El ritual ya está bien instalado. El árbitro pita alrededor del minuto 22 del primer tiempo y del minuto 67 del segundo. Los jugadores buscan bebidas hidratantes mientras que el seleccionador les habla para ajustar la táctica.
“Dar algún mensaje”
Javier Aguirre, director técnico de México, explicó cómo aprovecha ese tiempo: “Tú aprovechas si ves algo para corregirlo. Nosotros intentamos dar algún mensaje o aplaudir algún momento, llamar la atención a algún jugador de algo que específicamente esté pasando”.
Durante estos tres minutos de pausa, los jugadores y árbitros se recuperan del calor y de los kilómetros recorridos. Ese descanso es también aprovechado por el público en las tribunas para ir al baño, comprar comida o comentar el juego. Al mismo tiempo hay mensajes sonoros de los patrocinadores.

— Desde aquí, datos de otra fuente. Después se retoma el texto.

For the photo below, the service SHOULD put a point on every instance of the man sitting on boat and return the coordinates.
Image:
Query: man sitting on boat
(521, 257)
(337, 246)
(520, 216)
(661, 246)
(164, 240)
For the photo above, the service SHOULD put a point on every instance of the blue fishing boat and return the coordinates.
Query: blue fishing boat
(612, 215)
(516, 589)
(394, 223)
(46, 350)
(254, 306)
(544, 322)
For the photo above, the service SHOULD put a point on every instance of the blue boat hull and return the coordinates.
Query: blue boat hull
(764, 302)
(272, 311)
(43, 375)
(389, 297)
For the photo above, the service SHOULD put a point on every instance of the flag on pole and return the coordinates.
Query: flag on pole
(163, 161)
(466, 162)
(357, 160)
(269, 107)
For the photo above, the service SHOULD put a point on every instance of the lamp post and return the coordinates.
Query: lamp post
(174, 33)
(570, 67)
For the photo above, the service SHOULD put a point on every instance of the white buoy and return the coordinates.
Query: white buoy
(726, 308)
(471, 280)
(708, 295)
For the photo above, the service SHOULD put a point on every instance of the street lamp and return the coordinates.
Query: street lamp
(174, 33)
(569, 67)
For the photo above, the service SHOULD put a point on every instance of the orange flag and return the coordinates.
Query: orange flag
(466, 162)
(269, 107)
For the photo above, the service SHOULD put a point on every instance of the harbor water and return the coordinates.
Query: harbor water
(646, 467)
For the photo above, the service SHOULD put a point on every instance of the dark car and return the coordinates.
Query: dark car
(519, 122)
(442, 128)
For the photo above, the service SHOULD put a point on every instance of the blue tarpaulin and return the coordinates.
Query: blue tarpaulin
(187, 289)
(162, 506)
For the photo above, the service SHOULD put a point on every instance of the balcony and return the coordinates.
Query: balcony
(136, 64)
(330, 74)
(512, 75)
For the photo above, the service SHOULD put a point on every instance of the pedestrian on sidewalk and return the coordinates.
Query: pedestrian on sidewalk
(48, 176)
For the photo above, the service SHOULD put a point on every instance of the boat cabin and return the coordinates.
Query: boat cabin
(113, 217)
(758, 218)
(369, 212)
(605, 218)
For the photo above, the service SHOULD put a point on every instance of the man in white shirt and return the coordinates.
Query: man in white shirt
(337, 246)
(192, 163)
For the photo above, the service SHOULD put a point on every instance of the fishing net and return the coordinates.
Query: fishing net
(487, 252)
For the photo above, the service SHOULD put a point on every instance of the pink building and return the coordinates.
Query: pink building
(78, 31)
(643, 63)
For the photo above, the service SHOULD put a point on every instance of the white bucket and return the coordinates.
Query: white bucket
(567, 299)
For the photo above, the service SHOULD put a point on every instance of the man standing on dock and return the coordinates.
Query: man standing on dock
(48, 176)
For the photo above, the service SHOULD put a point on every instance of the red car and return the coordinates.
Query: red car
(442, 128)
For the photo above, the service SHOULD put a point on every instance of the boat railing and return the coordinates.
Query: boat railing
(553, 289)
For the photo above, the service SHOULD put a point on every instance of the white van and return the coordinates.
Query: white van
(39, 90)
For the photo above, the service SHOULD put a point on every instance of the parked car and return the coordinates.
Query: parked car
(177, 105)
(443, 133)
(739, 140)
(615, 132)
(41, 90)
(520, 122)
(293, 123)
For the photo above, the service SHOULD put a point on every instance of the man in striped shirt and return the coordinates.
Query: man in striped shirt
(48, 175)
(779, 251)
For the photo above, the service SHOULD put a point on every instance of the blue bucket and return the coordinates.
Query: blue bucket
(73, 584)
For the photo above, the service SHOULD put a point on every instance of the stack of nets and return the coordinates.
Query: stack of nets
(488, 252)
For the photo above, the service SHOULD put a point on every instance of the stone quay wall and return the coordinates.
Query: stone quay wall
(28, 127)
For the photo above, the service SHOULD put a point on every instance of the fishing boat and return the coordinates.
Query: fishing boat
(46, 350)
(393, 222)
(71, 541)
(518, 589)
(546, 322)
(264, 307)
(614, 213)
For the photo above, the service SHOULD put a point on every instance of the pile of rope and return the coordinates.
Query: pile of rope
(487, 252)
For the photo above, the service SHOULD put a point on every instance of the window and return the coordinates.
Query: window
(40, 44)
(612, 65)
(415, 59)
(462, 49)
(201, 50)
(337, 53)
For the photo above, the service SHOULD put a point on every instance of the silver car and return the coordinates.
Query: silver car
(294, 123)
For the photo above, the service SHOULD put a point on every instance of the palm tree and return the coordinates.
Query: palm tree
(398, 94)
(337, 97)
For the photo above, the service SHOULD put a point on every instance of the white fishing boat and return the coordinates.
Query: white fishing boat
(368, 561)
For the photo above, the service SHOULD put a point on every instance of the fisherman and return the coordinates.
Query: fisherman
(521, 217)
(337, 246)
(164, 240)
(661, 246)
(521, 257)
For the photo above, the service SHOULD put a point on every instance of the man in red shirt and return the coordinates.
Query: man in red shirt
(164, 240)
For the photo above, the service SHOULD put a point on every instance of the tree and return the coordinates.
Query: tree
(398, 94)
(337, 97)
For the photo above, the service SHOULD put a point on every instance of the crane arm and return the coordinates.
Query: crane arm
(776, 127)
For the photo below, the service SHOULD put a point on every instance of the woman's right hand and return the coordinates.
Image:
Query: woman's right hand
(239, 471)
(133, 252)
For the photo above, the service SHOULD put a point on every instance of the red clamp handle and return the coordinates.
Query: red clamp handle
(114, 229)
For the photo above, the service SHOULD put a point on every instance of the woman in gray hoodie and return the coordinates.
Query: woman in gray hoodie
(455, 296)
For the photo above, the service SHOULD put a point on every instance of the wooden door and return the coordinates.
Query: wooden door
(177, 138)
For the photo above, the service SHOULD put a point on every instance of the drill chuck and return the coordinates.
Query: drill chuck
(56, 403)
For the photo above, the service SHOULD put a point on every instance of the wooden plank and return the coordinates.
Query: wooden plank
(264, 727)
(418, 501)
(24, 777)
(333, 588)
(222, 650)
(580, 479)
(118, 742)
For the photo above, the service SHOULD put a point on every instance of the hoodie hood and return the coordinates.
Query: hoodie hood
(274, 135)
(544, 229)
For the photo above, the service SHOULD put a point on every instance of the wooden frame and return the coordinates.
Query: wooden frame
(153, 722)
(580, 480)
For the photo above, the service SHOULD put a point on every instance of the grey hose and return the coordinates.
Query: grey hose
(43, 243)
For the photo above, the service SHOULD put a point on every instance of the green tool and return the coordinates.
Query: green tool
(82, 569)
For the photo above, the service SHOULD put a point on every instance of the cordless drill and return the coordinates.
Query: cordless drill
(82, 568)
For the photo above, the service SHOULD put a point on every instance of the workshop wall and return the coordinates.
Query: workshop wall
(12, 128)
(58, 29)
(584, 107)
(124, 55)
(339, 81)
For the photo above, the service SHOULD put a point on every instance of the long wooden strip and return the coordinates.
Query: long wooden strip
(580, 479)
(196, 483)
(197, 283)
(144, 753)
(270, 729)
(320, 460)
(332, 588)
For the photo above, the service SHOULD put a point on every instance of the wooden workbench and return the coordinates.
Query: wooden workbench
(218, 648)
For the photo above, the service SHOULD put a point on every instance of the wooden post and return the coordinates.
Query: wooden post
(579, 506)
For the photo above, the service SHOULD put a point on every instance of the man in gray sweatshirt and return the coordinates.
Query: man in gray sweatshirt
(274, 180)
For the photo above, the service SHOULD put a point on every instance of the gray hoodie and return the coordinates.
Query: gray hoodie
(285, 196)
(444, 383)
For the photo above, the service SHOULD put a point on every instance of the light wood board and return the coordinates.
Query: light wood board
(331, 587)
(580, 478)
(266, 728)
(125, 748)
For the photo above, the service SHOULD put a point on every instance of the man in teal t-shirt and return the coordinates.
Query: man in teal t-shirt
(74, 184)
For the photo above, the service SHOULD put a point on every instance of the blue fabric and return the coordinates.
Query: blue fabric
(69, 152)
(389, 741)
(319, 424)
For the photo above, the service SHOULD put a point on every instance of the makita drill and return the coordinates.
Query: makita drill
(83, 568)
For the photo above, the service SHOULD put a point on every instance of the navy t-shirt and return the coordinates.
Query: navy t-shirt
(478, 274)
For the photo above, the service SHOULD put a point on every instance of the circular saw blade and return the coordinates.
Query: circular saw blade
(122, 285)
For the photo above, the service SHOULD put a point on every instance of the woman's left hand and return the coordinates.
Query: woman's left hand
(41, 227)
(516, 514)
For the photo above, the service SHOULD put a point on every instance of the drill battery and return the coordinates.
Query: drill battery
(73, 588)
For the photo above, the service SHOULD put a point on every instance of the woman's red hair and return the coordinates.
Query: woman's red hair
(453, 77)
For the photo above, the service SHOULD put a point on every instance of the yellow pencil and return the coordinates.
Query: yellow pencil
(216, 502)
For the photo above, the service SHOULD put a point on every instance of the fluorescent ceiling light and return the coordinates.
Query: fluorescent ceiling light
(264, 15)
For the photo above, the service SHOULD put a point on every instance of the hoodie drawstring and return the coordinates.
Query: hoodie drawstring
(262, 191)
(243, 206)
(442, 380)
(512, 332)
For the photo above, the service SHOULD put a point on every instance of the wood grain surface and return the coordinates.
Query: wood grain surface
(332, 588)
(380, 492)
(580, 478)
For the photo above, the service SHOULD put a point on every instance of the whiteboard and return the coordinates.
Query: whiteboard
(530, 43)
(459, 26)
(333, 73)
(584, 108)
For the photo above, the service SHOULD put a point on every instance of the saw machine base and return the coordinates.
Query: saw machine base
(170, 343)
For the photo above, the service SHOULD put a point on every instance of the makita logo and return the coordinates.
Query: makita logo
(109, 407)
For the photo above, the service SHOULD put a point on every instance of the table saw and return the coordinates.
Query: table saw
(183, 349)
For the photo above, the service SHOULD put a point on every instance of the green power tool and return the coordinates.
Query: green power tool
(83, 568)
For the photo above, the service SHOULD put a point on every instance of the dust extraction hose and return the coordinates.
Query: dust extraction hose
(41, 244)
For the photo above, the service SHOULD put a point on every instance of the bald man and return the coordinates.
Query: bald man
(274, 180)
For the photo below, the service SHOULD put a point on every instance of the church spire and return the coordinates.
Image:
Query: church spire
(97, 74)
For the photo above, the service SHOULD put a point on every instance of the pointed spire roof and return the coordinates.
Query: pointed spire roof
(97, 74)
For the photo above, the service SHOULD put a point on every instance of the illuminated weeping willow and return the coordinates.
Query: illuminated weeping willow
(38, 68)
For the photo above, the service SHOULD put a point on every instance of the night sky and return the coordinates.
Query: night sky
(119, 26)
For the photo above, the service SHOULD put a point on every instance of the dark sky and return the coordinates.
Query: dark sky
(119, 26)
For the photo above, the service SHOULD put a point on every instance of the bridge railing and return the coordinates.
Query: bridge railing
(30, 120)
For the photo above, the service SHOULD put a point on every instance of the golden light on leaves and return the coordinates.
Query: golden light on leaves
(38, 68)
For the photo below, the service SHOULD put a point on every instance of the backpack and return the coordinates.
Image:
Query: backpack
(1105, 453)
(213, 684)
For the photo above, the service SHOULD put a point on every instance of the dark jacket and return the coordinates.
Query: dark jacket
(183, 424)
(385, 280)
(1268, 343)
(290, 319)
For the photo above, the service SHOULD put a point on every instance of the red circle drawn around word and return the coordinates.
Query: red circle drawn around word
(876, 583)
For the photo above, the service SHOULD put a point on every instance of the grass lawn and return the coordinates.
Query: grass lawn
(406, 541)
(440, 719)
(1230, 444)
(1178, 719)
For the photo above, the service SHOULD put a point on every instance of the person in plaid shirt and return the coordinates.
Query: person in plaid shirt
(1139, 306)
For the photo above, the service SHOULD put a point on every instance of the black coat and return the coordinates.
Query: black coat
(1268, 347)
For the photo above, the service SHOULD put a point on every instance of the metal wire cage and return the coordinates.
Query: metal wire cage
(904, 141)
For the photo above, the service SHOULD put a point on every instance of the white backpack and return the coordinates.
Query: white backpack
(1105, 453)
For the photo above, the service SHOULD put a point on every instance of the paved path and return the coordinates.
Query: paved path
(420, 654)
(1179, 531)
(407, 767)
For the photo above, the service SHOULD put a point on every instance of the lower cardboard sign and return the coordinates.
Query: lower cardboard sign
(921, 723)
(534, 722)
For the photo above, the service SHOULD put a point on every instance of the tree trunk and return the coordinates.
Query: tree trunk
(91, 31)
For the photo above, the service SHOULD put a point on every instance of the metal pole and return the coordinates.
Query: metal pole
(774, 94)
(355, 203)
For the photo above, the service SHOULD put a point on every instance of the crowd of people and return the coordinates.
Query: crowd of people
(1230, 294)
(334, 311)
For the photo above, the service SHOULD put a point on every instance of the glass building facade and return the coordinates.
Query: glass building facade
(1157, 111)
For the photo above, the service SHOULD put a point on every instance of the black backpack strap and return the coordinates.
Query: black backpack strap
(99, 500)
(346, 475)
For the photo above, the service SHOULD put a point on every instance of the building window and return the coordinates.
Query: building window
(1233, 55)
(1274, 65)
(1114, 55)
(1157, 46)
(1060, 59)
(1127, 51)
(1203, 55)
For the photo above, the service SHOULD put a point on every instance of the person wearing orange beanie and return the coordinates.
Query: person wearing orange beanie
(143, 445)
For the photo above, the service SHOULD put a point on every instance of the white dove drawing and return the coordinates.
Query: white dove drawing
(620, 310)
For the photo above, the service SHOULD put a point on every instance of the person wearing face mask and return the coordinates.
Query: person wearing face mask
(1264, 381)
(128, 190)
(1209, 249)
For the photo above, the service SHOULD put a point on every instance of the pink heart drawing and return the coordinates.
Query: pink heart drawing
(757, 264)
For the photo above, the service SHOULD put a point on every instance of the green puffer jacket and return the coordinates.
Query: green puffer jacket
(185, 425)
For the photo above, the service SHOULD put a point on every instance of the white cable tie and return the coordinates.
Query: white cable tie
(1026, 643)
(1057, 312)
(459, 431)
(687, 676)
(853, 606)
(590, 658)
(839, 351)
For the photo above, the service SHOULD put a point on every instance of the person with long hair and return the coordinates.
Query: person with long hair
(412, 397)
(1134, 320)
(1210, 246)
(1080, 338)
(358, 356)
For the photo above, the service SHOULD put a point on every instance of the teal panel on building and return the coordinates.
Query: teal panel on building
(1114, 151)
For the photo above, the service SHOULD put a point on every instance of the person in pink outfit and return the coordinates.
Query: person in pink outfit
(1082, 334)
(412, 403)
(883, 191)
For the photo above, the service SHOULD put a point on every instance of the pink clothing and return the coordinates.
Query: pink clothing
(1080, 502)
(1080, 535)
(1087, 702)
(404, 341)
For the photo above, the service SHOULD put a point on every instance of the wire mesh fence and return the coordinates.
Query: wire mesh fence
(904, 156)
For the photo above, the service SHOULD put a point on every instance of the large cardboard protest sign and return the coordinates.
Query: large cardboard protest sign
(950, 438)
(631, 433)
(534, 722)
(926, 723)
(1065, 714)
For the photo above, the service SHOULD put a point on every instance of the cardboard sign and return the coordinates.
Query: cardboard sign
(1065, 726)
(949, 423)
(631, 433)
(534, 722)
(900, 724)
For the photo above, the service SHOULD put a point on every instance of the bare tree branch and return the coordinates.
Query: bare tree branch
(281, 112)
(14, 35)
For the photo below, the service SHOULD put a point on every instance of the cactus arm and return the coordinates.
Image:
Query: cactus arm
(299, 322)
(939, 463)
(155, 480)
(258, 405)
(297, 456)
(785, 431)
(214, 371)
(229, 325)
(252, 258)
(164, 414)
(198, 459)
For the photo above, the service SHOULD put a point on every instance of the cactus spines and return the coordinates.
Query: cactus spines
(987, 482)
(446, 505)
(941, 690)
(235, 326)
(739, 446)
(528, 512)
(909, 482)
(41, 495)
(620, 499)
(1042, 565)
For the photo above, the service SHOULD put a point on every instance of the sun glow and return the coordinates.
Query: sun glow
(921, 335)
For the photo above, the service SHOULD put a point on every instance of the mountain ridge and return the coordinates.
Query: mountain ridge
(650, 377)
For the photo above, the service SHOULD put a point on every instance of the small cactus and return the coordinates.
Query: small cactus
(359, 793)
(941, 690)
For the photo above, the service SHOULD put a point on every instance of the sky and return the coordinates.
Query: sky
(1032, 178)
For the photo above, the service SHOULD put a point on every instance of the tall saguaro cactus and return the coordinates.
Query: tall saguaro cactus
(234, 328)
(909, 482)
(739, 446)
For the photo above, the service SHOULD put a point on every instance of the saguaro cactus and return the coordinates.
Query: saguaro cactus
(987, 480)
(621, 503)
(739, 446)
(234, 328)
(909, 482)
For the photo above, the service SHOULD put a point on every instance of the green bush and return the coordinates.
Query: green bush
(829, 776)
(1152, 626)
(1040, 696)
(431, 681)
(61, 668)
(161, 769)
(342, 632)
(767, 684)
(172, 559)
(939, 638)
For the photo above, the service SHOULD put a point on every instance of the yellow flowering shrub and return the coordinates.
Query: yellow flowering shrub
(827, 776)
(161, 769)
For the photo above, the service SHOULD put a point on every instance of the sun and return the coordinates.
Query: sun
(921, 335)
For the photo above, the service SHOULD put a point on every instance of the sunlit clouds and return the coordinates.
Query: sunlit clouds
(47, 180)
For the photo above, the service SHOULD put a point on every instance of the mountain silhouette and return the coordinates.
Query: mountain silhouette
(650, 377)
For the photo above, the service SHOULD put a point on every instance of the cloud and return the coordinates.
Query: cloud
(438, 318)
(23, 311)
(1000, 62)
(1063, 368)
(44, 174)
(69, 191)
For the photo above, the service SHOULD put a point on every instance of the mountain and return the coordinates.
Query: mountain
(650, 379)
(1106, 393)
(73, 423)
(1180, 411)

“Se pierde la esencia de la hidratación”
“Cuando las temperaturas suben de 30 a 35 grados, como nos pasó en Copa América, yo creo que una pausa de hidratación es correcta, es buena, pero cuando se hacen de tres, cuatro o cinco minutos me parece que ya pierde un poquito la esencia de lo que es la hidratación, y pasa a otro tema”, estimó por su parte Néstor Lorenzo, director técnico de Colombia.
Del cronómetro se encarga el llamado “director de partido de la FIFA”: no es un árbitro, pero está cerca de ellos, se le ve en el borde de la cancha bajando el brazo para reanudar el juego.